IntelPython / dpctl

Python SYCL bindings and SYCL-based Python Array API library
https://intelpython.github.io/dpctl/
Apache License 2.0
97 stars 29 forks source link

Fixes `dpctl.tensor.round` on CUDA devices #1700

Closed ndgrigorian closed 1 month ago

ndgrigorian commented 1 month ago

When compiled for CUDA, std::rint would incorrectly round values halfway between two integers towards 0 (i.e., 1.5 -> 1.). The array API specification requires that these values be rounded to the nearest even integer instead.

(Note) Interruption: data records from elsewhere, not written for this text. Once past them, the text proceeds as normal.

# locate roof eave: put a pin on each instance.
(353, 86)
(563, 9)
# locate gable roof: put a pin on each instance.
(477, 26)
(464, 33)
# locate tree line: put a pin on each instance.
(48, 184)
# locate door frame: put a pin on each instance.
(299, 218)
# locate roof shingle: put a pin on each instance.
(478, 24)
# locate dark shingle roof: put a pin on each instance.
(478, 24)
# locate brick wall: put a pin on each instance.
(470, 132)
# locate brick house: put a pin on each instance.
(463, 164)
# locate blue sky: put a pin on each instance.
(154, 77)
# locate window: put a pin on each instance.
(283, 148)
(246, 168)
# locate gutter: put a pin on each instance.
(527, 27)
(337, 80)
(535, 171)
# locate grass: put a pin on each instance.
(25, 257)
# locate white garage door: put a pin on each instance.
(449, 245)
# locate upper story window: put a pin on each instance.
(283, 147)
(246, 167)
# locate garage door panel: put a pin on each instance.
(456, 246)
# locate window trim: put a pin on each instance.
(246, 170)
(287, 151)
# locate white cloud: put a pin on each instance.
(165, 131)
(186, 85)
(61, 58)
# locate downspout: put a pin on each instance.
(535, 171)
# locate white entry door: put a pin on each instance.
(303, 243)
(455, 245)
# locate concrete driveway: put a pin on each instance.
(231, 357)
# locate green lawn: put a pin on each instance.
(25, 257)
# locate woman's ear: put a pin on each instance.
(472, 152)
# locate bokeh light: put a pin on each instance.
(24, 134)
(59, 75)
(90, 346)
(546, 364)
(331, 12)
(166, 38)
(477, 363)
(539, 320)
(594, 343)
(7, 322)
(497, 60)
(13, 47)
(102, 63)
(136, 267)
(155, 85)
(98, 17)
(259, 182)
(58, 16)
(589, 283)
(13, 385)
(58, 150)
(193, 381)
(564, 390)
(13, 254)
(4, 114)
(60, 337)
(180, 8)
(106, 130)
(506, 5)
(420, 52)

To resolve this, std::rint has been replaced with sycl::rint, which does not rely on the current floating-point rounding mode (see SYCL specification).

As was pointed out at the time of implementation the floating-point rounding mode can vary between devices.

github-actions[bot] commented 1 month ago

Deleted rendered PR docs from intelpython.github.com/dpctl, latest should be updated shortly. :crossed_fingers:

github-actions[bot] commented 1 month ago

Array API standard conformance tests for dpctl=0.18.0dev0=py310h15de555_29 ran successfully. Passed: 890 Failed: 11 Skipped: 91

coveralls commented 1 month ago

Coverage Status

coverage: 87.911%. remained the same when pulling d8705a2b781342c0cfa93e224aefa3404367262b on fix-round-for-nvidia into 1de00cba3ad0373678ae03f201e710c56b48a615 on master.

ndgrigorian commented 1 month ago

It might be a good idea to scan the code base for remaining uses of std namespace transcendental functions and replace those one by one too

I agree. I'll do this as a separate PR, but I think it's a good idea too.

oleksandr-pavlyk commented 1 month ago

I have opened gh-1701 for build break with LLVM SYCL compiler, it is unrelated to changes in this PR.